- Born: 19 June 1869 Atlanta, Georgia, U.S.
- Died: 27 February 1938 (aged 68)
- Occupation(s): Landscape architect, urban planner
- Known for: Master plans for Beverly Hills, California and Highland Park, Dallas, Texas

= Wilbur David Cook =

American landscape architect

Wilbur David Cook (June 19, 1869 – February 27, 1938), or Wilbur D. Cook Jr., was an American landscape architect and urban planner from Atlanta. He designed the master plans for the city of Beverly Hills, California, and the city of Highland Park in Dallas, Texas.

==Career==

===Overview===
According to a report by the Environmental Planning Branch of Caltrans,

Cook was the first trained landscape architect/city planner to work in the Los Angeles area. Cook had worked for the Olmsted Brothers, and participated with the Olmsteds and Daniel Burnham in the plan for San Francisco. Just prior to his move to Southern California he had worked with Charles Mulford Robinson on the park plan for the City of Oakland
Cook's master plan for Beverly Hills was a radical departure from the monotonous grid patterns of [Henry] Huntington's and other developments on the one hand, and the somewhat exotic plans such as those for Naples and Venice [California] on the other. His plan was firmly based on the concepts of the City Beautiful Movement.

===Projects===
With the Olmstead firm, Cook had worked on Palos Verdes Estates, and the Panama–California Exposition in Balboa Park, San Diego, California.

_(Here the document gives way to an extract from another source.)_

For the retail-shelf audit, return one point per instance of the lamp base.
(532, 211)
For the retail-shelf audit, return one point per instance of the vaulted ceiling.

His other work included Exposition Park in Los Angeles, and other city parks in Monrovia, Anaheim, and Fullerton, California.

Cook also designed the original grounds of the Beverly Hills Hotel, with Elmer Grey as the architect.

With George Duffield Hall (1877–1961), Cook formed the firm Cook & Hall, Landscape Architects and City Planners. When Ralph D. Cornell (1890–1972) joined it became Cook, Hall & Cornell (1924–1933).